Tan estimates the difference in cost between his innovation and real antibodies might be $10 compared to $300. Once perfected, his chemical antibodies should be able to be replicated in half a day, compared to several weeks for antibodies.
When Tan first shared his idea, Forbes knew it was an idea worth pursuing.
“I know good science when I see it," Forbes said. "I thought the idea was good, easy to understand and the description of the research plan was very well organized.”
That probably contributed to the speed at which the NSF reviewed and approved the grant request through the Rapid Response Research funding mechanism.
“This is an indication of how serious the issue is and how important it is to get scientists in the lab working on these problems,” Tan said.

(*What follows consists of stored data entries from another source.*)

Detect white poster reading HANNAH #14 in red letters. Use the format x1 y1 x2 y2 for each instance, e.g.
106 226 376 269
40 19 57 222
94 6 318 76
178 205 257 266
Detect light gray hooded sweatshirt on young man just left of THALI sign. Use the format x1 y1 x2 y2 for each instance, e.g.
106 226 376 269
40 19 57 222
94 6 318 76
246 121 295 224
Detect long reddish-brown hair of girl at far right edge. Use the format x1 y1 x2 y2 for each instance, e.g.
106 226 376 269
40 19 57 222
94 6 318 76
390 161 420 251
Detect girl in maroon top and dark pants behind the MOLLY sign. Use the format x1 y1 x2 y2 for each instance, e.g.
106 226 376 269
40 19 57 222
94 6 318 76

Forbes, who previously worked at the NSF and was familiar with the agency’s approval process said, “It was a rather incredible job by the NSF to get this funded so quickly.”
Another benefit with the grant is that the agency allows 90 days of pre-spending, which should allow Tan’s group to start their research on May 1 without waiting for equipment and materials.
Tan hopes this research serves as a platform for future funding proposals.
“If any part of this works, it’s going to give a lot of other people motivation about how to tackle the problem,” Forbes said.
With a COVID-19 vaccine as a high priority for scientists, Tan said his research will still be viable because it should lead to solutions for other coronaviruses, not just for COVID-19.
“I believe at this moment we really want to find a way to control this virus spread and we should do whatever we can to solve the current problem,” he said.
“That’s my passion for this project and I plan to work with my group here at BGSU with the hope of making a contribution for science and society.”